Serb organized crime laundered billion euros: minister
BELGRADE (Reuters) - Organized crime in Serbia has likely laundered about a billion euros over the past decade but the current government will "spare no one" in clamping down on such groups, the interior minister said on Thursday.
Estimates that a billion euros had been laundered through the Balkan country were very plausible, Ivica Dacic said in an interview.
"Intelligence data also indicate we are dealing with such figures," added Dacic, who is also first deputy prime minister of the EU applicant country.
The dirty money has affected the development of a country still trying to emerge from the isolation of the 1990s war years and progress toward the European Union.
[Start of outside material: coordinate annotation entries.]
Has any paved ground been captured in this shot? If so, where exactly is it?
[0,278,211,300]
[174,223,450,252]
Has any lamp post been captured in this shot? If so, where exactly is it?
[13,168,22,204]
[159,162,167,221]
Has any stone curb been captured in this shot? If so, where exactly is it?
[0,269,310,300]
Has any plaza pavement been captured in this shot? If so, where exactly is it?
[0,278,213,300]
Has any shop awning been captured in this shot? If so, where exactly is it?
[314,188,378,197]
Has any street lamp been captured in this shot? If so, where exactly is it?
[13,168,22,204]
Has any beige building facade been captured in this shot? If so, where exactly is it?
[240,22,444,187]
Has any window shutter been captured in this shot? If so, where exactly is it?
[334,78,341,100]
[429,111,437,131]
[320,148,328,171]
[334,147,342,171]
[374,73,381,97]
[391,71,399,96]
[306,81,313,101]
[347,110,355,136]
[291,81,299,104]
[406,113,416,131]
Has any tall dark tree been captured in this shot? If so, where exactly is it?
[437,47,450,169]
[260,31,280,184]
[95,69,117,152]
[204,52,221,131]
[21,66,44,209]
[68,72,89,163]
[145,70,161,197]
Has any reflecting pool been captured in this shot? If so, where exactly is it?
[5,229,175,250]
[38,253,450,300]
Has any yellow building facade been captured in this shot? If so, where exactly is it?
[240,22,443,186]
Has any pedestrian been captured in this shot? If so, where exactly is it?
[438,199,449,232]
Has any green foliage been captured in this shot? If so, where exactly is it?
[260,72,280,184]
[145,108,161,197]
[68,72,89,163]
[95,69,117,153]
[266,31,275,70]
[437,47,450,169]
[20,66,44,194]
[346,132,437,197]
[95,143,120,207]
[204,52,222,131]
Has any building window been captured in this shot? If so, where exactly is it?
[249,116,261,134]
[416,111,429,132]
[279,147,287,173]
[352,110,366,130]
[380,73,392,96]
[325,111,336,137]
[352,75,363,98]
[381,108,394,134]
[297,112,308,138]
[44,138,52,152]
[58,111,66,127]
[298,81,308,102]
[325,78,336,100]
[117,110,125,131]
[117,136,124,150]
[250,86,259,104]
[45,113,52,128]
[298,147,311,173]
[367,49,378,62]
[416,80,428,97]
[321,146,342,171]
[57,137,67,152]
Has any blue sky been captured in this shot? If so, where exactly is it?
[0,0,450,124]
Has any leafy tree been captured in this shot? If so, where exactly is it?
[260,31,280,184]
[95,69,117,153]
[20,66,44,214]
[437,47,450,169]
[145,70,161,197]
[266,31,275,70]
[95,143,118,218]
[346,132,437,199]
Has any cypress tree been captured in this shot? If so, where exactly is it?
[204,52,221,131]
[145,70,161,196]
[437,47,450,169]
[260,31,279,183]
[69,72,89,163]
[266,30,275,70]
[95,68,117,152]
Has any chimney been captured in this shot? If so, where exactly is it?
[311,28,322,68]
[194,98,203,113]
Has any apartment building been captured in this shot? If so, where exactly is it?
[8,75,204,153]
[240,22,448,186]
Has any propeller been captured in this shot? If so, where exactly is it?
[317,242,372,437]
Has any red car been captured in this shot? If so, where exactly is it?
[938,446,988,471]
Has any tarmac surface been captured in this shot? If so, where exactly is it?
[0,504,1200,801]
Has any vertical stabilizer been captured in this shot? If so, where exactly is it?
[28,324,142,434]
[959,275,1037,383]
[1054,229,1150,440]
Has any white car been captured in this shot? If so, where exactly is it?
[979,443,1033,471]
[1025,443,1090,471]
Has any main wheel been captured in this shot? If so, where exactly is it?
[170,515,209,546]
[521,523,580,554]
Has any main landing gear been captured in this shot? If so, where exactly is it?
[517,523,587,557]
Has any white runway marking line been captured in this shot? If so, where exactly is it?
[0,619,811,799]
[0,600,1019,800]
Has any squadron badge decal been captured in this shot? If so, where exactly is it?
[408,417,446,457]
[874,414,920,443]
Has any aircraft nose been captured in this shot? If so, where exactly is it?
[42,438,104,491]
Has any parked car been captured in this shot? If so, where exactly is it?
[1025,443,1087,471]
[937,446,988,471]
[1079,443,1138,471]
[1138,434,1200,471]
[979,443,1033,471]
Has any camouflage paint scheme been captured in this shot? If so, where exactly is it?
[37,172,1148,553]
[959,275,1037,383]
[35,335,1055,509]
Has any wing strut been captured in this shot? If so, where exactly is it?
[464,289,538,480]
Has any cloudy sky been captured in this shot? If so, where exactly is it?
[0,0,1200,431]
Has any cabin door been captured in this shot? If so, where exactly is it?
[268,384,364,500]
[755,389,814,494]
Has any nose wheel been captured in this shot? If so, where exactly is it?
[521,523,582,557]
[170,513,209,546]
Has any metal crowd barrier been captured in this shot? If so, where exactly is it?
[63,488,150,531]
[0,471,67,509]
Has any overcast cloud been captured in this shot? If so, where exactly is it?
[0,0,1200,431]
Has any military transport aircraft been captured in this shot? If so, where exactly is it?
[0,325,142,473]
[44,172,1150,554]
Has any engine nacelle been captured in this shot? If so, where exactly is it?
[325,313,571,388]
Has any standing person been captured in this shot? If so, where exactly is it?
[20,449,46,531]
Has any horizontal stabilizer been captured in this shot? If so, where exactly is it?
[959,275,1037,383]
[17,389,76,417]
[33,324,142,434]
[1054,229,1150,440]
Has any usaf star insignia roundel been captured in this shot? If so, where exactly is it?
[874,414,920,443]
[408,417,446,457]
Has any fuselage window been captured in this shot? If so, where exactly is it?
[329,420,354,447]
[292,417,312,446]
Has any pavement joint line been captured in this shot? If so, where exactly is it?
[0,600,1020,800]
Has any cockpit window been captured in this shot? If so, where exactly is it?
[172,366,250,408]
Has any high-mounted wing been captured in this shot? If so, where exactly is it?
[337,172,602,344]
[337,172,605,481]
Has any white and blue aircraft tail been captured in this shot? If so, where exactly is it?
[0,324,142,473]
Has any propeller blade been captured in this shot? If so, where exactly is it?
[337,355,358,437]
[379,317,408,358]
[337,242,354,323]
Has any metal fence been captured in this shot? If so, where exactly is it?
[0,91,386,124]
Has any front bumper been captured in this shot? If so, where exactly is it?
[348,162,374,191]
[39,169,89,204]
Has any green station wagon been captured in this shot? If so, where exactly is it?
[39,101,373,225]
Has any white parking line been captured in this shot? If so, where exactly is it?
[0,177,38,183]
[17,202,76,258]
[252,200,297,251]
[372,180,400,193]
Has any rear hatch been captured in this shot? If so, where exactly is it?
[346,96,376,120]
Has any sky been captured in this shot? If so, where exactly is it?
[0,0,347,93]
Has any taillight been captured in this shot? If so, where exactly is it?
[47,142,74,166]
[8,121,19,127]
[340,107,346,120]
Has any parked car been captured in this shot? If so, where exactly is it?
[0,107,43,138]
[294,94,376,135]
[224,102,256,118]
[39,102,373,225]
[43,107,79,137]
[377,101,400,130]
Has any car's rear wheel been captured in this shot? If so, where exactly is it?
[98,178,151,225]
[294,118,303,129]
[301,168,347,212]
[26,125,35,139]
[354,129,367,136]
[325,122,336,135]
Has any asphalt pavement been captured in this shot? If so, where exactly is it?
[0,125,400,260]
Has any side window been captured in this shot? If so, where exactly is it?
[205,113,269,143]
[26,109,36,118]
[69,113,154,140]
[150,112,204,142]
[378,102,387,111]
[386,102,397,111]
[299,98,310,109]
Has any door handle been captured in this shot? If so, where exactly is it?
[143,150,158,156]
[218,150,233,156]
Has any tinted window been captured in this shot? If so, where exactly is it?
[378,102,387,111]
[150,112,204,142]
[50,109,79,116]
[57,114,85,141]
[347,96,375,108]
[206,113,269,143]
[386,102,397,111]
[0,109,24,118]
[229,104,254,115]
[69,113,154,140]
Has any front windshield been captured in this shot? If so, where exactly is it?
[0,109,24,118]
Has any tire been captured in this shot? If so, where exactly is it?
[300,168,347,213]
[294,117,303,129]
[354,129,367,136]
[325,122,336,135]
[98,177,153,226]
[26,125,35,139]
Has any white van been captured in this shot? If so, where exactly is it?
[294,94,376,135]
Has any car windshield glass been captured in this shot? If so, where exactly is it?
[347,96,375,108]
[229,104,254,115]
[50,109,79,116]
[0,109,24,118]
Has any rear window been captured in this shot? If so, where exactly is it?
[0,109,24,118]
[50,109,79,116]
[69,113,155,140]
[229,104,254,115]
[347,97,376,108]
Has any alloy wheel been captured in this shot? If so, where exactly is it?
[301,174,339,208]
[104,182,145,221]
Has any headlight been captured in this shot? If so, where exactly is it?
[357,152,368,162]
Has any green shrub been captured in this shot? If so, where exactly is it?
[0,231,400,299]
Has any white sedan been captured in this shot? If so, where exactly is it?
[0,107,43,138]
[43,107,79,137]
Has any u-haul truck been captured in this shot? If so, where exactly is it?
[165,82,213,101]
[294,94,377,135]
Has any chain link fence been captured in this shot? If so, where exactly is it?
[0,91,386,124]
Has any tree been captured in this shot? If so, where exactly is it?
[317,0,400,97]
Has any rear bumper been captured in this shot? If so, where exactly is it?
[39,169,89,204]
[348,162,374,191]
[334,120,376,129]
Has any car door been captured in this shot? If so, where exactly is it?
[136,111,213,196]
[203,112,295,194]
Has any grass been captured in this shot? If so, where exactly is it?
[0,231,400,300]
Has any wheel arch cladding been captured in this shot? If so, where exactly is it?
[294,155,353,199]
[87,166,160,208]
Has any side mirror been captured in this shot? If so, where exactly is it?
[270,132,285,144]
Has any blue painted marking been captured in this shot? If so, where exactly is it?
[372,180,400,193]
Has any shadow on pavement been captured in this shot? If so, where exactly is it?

"Money with no origin appeared in privatization deals. Laws were deficient and we have improved that in cooperation with European bodies," Dacic said.
The European Union has demanded Serbia combat crime, corruption, nepotism and red tape as a condition of moving toward membership of the 27-nation bloc.
It granted Serbia visa-free travel after its authorities, including police, proved their credibility to crack down on crime and to improve control of previously porous borders.
In the last year and a half Serbian police have arrested hundreds on suspicion of involvement in mafia groups. So far this year Serbian authorities have impounded real estate and cars worth about 100 million euros from suspects charged with organized crime and corruption.
Global agencies say the Balkans are a major crossroads for organized crime. Dacic said groups involved in extortions, money laundering, drugs, weapons and human trafficking "have became a menace to society."
"These groups sought backing from politicians and business circles," Dacic said. "Investigations will identify companies privatized with dirty money. We will spare no one."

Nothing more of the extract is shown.